The game: roll two 12-sided dice and multiply them to get a target number. Roll three “scoring” dice and use those numbers in any combination of math functions to reach that target number.
Knowing your powers is key, Ben said.
The competition is timed, with judges making sure the students play fair. Others checked work and scores. Students, teachers and parents filled the multipurpose room of Carlin Springs Elementary.
Taylor Elementary School took home the top team prize. The rules are largely the same for teams, except that four team members plus two alternates compete together.

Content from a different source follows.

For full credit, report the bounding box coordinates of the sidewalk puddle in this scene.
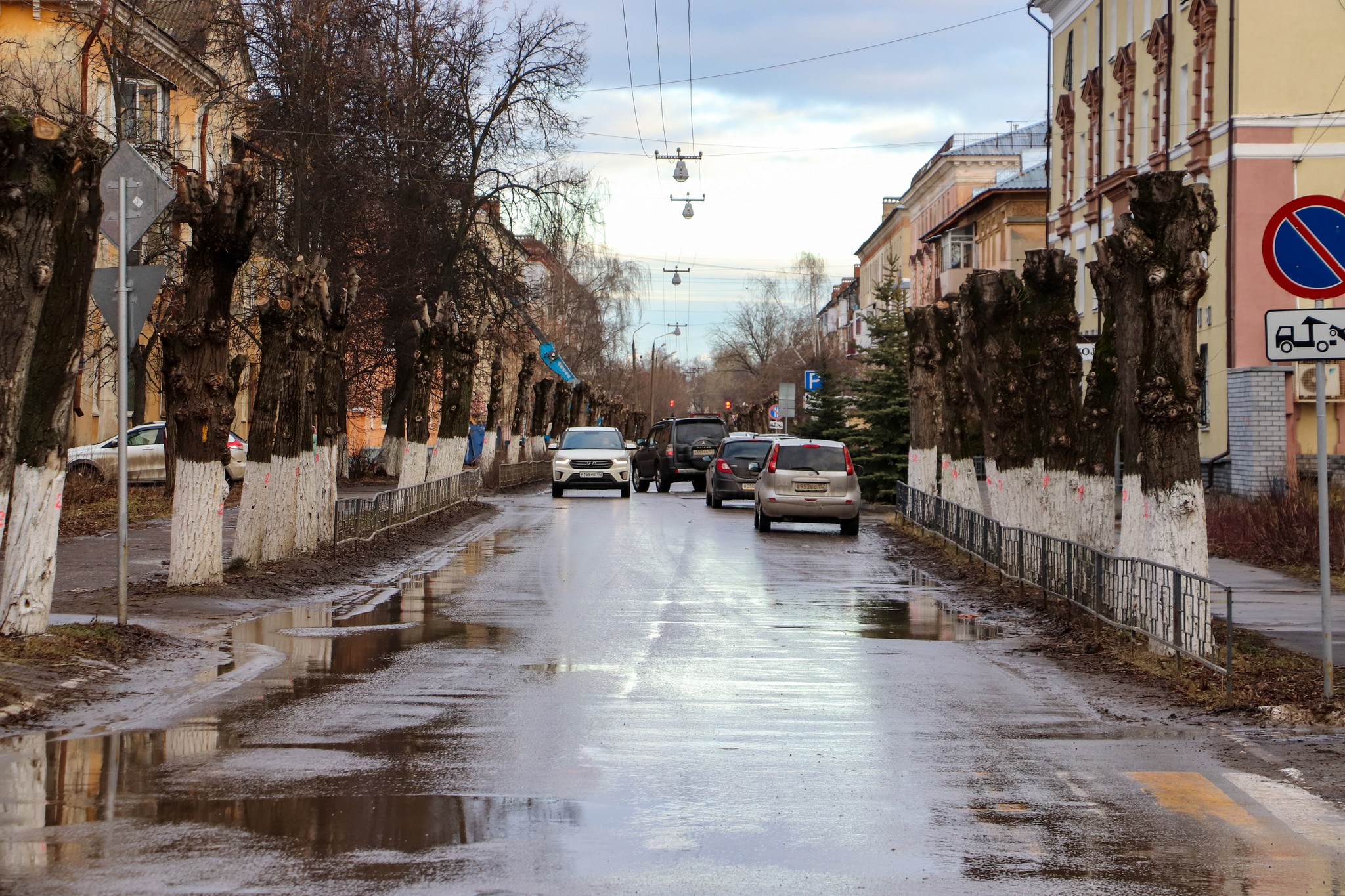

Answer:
[0,532,529,872]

Anne Reynolds, a math teacher at Taylor Elementary, said her team of seven kids all participated individually, but only six played during the team competition.
“We are very proud of them. The kids worked hard … every Friday during lunch time they’ve been practicing,” she said. At her school all fifth graders play a MathDice competition earlier in the year so that everyone who wants to try has a shot at the team. The top six or seven players are chosen. They practice two or three months during lunch on Fridays.
“It’s a good long time that they practice,” Reynolds said.
One last area of competition is a team spirit award. That honor went to Barcroft Elementary.
That portion of the competition started as a fun aside, with the winners getting rubber chickens. But if you tell elementary schoolers that a rubber chicken is on the line, the competition gets fierce.
The team spirit competition has grown over the years, and this year featured acrobatics, songs, dances and other theatrics, said Bill Ritchie, president and co-founder of ThinkFun, an Alexandria game creator and manufacturer. His son, now grown, created MathDice when he was a pre-teen, Ritchie said.
The Optimist Club of Arlington, Virginia, ThinkFun and Arlington Public Schools sponsored the event.